'Oversight of National Security Secrecy in the United States' by Stephen Schulhofer - forthcoming in
Secrecy, National Security and the Vindication of Constitutional Law (Edward Elgar Publishing, 2013) edited by David Cole, Federico Fabbrini and Arianna Vedaschi
argues that
Some secrecy in national security matters is appropriate and inevitable, but unilateral executive control over decisions whether to impose secrecy is not. Executive control over sensitive information presumes a unique executive expertise. Yet the executive branch is not the sole repository of the relevant knowledge and experience. Congress has considerable national security expertise, and courts have solid institutional capacities to elicit expertise. In any case, information-access judgments demand an appreciation for the value of both secrecy and transparency, and the ability to make fine-grained judgments that accommodate both. Yet national security officials are predisposed to abhor transparency. Courts offer not only the obvious advantage of independence from self-interested incentives, but also the rarely noticed point that they are superior in some essential forms of expertise.

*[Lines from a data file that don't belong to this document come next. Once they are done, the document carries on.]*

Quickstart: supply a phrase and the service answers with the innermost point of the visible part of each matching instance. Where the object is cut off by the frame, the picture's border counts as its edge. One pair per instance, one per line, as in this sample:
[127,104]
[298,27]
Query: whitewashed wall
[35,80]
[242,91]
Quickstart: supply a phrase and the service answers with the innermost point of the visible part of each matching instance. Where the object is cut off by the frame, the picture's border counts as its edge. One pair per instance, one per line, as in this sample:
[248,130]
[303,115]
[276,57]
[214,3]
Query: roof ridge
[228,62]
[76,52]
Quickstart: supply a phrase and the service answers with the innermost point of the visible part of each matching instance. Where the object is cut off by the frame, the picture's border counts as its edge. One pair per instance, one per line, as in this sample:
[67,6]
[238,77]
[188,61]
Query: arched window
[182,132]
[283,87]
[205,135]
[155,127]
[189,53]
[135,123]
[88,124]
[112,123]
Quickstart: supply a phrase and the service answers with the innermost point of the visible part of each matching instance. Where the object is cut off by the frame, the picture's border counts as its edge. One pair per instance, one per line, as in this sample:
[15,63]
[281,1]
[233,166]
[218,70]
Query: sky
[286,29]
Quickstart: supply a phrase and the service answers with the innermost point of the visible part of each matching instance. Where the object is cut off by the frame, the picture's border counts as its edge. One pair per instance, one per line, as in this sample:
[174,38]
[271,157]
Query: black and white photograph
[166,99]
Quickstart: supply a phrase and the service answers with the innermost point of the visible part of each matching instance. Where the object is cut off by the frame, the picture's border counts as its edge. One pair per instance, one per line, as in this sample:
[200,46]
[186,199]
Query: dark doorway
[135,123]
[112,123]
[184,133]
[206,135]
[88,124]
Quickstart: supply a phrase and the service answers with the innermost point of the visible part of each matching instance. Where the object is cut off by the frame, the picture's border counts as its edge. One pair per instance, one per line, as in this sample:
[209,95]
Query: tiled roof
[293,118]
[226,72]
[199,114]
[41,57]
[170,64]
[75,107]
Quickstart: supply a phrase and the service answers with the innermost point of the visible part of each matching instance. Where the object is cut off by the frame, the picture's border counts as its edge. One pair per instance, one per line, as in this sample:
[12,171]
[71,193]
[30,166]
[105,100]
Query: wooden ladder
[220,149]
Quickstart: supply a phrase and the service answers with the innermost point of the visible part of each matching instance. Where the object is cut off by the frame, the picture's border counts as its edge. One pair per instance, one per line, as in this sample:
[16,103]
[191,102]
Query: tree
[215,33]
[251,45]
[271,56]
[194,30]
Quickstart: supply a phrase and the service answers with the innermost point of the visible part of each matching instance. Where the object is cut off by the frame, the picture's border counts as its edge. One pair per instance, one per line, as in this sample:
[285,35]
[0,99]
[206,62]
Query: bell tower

This paper ... examines the expertise and incentives of executive, legislative and judicial officials, and uses that framework to assess possible approaches to oversight of decisions to impose secrecy. It deploys that perspective to propose a framework for effective oversight of executive branch judgments about access to national security information.
Schulhofer comments that -
In a constitutional system, the legislature is expected to play an active role in formulating
policy, and the courts are expected to play an active role in protecting individual rights. But
nonetheless, where issues affecting national security are concerned, executive officials in
virtually all constitutional democracies typically exercise unchecked power to conceal
information that is essential to the effective exercise of those legislative and judicial
functions. In its actual practices, the United States (US) largely conforms to this pattern of de
facto executive dominance, even though its formal laws grant substantial power to regulate
secrecy to Congress and the courts.
Although some secrecy in national security matters is appropriate and inevitable,
unilateral executive control over decisions whether to impose secrecy is not. American law
provides five separate processes for overriding executive secrecy judgments. Along with
semi-independent review within the executive branch and oversight by Congress, three
distinct bodies of law grant a checking function to the courts: the Classified Information
Procedures Act (CIPA, applicable in criminal cases), the state secrets privilege (SSP,
applicable in civil suits), and the Freedom of Information Act (FOIA, a statute that creates a
free-standing cause of action to demand disclosure of information held by the government).
These five systems differ considerably in the degree to which they involve deference to the
executive, or – in contrast – active, independent judgments about the need for secrecy.
American law thus provides broad scope to compare competing approaches. In addition,
where American adversary procedures for the review of executive-branch secrecy are at their
height (in CIPA), they permit full-fledged representation by security-cleared counsel, a more
vigorous checking capability than appears possible through the ‘special advocate’ approach favored in the UK. This chapter describes these American oversight systems and assesses them by focusing on the expertise and incentives of the participants in each.
Executive control over sensitive information presumes a unique and highly
specialized executive expertise, a notion not only touted by the intelligence community but
widely accepted by members of Congress, judges and the general public. Yet this common
conception involves a mixture of truth, hyperbole, misunderstanding and myth.
The executive branch is not the exclusive repository of the knowledge and experience
necessary to make sound judgments about when to maintain secrecy in national security
affairs. Congress has considerable expertise in military, foreign policy and intelligence
matters. While judges typically do not, courts have solid institutional capacities to elicit
expertise. Nor is national security expertise the only proficiency required. Information-access
judgments demand an appreciation for the value of both secrecy and transparency. Members
of Congress and judges may not have deep familiarity with the former, but they thoroughly
understand the latter. National security officials, in contrast, are predisposed by training and
experience to abhor transparency; in this crucial expertise they are markedly deficient. Courts
therefore have an indispensable place in a sound system for making information-access
decisions. They offer not only the obvious advantage of independence from self-interested
incentives, but also the rarely noticed point that they are in fact superior in some essential
forms of expertise.
In one domain of American practice, criminal cases governed by CIPA, US courts
routinely provide active oversight of classification decisions, an experience that demonstrates
the capacity of the CIPA model to afford a fully adversarial and yet workable judicial check.
This chapter builds on this adversarial judicial model and integrates it with a more
robust legislative role, in order to propose a framework for effective oversight of executive
branch judgments about access to national security information.
Section 1 describes the existing executive secrecy apparatus. Section 2 examines the
present structure of legislative and judicial oversight, and Section 3 assesses the extent to
which Congress and the courts currently are able to prevent unjustified secrecy. As Sections
2 and 3 show, these outside institutions have considerable legal powers, but they now operate under self-imposed informal constraints; their willingness to thwart improper secrecy is episodic and feeble. Section 4 develops an oversight framework more consonant with
constitutionalism – a framework that combines robust national security safeguards with
maximum feasible transparency and accountability.